Rangers FC handed Ipswich Town transfer gold - it was short-lived | OneFootball

In partnership with

Yahoo sports
Icon: Football League World

Football League World

·01 de janeiro de 2026

Rangers FC handed Ipswich Town transfer gold - it was short-lived

Imagem do artigo:Rangers FC handed Ipswich Town transfer gold - it was short-lived

Martyn Waghorn ended up making the Tractor Boys £4m in profit after just one season in the Championship

Ipswich Town must have left Rangers with serious transfer regret when they ended up making £4m profit on Martyn Waghorn after just one season in the Championship.


Vídeos OneFootball


When then-Tractor Boys manager Mick McCarthy splashed out a reported £1m to bring the forward to Portman Road, it would’ve left the Glaswegian giants thinking they got the better end of the deal.

Rangers had just bolstered their own attacking options with the signing of Colombian Alfredo Morelos from HJK Helsinki two months earlier, leaving Waghorn lower down the pecking order of a strike-force that already included the likes of Kenny Miller and Ryan Hardie.

Bearing in mind the last time Waghorn was in the second-tier - with Wigan Athletic in 14/15 - he only scored three league goals, perhaps there was little expectation for him to deliver the goods straight away in Suffolk.

But less than 12 months later, Derby County came calling with a £5m bid that had the possibility of reaching £7.5m - so just how did that come to be?

How Rangers handed Ipswich Town transfer gold with Martyn Waghorn

Imagem do artigo:Rangers FC handed Ipswich Town transfer gold - it was short-lived

In all fairness, two years at Rangers had somewhat transformed him from a journeyman striker scrapping around the EFL into a genuine threat in front of goal - but even that started in the Scottish second-tier.

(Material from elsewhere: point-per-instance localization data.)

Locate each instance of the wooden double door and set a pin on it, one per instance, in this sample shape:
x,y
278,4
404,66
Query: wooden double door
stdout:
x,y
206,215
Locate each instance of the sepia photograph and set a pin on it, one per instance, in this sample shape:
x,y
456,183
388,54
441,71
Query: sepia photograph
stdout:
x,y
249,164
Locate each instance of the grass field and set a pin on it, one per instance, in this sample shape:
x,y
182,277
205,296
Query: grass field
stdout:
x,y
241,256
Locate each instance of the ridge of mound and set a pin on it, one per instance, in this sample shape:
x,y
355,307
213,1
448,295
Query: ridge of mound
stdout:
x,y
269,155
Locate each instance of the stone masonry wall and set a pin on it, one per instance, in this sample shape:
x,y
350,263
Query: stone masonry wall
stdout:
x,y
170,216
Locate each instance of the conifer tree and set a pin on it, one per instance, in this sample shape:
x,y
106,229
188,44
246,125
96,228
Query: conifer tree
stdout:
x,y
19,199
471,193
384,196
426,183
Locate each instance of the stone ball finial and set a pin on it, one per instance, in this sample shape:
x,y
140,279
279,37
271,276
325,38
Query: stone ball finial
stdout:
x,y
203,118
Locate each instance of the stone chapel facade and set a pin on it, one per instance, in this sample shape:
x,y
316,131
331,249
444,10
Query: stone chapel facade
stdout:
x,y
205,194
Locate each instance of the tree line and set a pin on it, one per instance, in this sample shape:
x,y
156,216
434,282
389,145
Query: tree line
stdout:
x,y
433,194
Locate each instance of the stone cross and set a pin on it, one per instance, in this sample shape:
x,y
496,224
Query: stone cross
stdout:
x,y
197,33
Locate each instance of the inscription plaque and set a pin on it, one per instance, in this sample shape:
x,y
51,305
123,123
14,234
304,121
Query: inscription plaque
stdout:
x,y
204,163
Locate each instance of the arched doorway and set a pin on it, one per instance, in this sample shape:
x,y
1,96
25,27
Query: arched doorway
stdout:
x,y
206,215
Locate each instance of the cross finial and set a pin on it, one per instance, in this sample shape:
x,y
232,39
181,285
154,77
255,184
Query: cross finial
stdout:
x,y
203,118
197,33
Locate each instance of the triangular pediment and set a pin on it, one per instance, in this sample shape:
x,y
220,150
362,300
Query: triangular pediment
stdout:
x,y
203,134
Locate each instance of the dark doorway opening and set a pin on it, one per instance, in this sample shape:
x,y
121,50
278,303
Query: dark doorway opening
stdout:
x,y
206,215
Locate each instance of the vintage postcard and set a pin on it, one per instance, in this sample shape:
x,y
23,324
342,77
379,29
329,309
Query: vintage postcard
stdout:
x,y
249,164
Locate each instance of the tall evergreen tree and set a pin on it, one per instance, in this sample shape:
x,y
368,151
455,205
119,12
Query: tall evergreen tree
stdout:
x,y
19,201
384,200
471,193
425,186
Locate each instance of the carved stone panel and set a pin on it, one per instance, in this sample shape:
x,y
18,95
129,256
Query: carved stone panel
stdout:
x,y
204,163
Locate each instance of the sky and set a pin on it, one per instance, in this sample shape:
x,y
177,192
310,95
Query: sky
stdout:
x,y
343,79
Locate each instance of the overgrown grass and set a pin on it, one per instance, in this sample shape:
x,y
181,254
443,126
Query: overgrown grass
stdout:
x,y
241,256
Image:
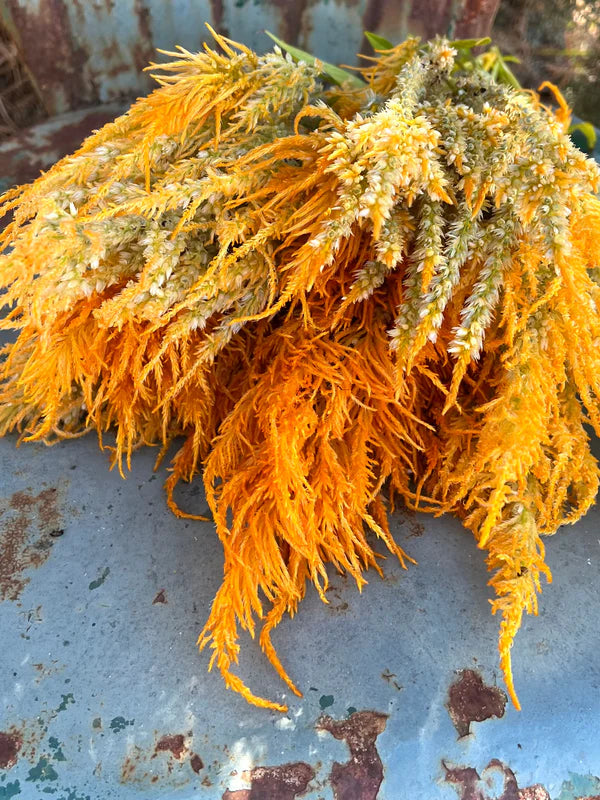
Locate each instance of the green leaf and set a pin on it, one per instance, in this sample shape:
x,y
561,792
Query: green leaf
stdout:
x,y
337,74
377,42
588,130
467,44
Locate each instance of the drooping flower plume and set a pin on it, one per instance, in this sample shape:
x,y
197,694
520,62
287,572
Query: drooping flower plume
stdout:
x,y
341,297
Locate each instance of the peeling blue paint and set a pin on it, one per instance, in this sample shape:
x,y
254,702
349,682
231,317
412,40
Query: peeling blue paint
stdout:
x,y
579,786
43,771
325,701
100,579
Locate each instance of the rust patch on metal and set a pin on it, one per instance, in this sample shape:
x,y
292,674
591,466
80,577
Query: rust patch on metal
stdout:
x,y
11,742
469,785
35,149
286,782
390,677
471,700
161,597
196,763
361,776
143,50
217,17
23,515
174,743
52,53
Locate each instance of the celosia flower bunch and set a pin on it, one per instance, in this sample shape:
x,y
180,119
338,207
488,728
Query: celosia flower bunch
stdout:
x,y
339,296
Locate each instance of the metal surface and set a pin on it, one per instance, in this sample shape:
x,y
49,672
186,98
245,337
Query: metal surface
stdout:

After a 28-goal campaign in 15/16 helped fire Rangers back up to the Premiership, the Scottish club had resurrected Waghorn's career when nobody else seemed particularly interested.

For some added context, the Gers swooped in to sign the striker alongside his Wigan teammate James Tavernier in a double deal for an undisclosed fee, yet you can imagine it would've been pennies.

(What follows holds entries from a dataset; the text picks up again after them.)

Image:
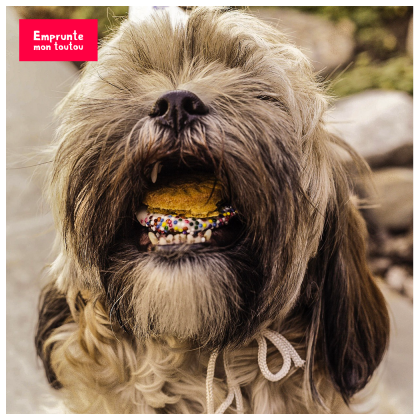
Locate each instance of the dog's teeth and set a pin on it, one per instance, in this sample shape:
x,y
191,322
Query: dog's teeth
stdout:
x,y
154,173
153,238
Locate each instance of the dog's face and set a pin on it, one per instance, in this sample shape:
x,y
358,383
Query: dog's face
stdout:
x,y
223,96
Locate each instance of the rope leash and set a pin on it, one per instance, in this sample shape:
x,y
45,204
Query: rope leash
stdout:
x,y
287,351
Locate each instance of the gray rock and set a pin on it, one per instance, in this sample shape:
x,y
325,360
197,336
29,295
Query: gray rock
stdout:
x,y
373,122
395,278
328,45
395,197
408,287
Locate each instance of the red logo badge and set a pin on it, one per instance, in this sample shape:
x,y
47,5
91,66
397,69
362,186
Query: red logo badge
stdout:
x,y
58,40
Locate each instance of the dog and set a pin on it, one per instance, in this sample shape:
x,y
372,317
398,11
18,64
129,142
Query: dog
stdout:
x,y
272,311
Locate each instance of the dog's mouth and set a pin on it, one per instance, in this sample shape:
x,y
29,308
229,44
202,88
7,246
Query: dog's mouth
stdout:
x,y
188,207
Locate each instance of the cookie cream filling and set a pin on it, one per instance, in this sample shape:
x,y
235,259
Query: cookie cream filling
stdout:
x,y
174,229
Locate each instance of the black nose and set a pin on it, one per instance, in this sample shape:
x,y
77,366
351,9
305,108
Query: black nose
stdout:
x,y
177,109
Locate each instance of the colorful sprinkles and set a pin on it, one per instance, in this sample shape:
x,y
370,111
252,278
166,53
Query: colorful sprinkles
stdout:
x,y
172,224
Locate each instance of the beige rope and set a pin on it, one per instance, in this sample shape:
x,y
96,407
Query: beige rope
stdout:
x,y
287,351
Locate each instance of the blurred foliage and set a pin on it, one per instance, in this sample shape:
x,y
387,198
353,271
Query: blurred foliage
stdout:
x,y
380,30
380,60
393,74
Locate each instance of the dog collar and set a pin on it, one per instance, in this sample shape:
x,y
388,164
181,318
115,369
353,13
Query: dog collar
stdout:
x,y
285,348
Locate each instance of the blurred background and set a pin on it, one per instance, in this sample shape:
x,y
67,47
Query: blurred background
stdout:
x,y
364,55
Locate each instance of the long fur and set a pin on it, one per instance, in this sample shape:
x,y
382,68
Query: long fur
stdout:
x,y
126,330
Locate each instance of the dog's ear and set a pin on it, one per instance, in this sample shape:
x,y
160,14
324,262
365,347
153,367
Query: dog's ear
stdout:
x,y
53,312
349,324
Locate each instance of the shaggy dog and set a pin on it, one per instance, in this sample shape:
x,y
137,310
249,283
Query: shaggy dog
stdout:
x,y
131,324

McCarthy's side had finished mid-table the season before Waghorn's arrival - when he netted seven Scottish Premiership goals - so again, it was surely only expected that the ex-Latic would just 'do a job' and nothing spectacular.

But six goals in his first six starts set the tone for what would become one of the most productive individual campaigns by an Ipswich forward in recent memory - that has actually only since been bettered by Conor Chaplin in League One, who scored 26 in 22/23.

A brace in a dramatic 4-3 victory over Millwall, which was just eight days after he joined, announced his arrival in emphatic fashion - whilst that winner at Barnsley had endeared him to the Tractor Boys fans even more.

By October, he was averaging a goal every 81 minutes, as per a tweet by Sky Bet on X at the time.

His 16 league goals was obviously the top scorer's tally at Portman Road, whilst his 11 assists suggested a player whose influence extended far beyond his own finishing. For the money they ended up getting for him, he definitely earned it.

Martyn Waghorn never reached 16 league goals in a season again after Ipswich Town departure

Imagem do artigo:Rangers FC handed Ipswich Town transfer gold - it was short-lived

Regarding his departure from Suffolk, Waghorn revealed on an episode of an Under The Cosh Podcast that some Town players were offered "life-changing" deals to stay at the club, which the striker thought he should've received.

By that point, McCarthy had been replaced by Paul Hurst, with Waghorn going on to say in the aforementioned Podcast that he told the former Shrewsbury Town boss he "wanted to move".

Waghorn would go on to score 13 goals for Derby in 18/19 across all competitions as the Rams reached the Championship play-off final, in which he only came on as a substitute for just over 20 minutes as they lost to Aston Villa. If they managed to get over the line, you can imagine every Derby fan would've agreed that he was an "absolute snip at £5m."

Ultimately, his initial stint at Pride Park would definitely prove productive as he managed to net another 12 in the Championship the following season - but in his seven seasons after leaving Ipswich, which included spells elsewhere at the likes of Coventry City and Huddersfield, as well as going back to the Rams, he never managed to at least equal that tally of 16.

Ipswich’s decision to not offer Waghorn the money he wanted and sell meant that they ended up doing the right thing long-term, and it was all down to Rangers for that initial transfer.

Now 35-years-old, the striker came out of retirement on the 28th December to link up with former teammate David Nugent at Anstey Nomads, where the latter is a player-coach.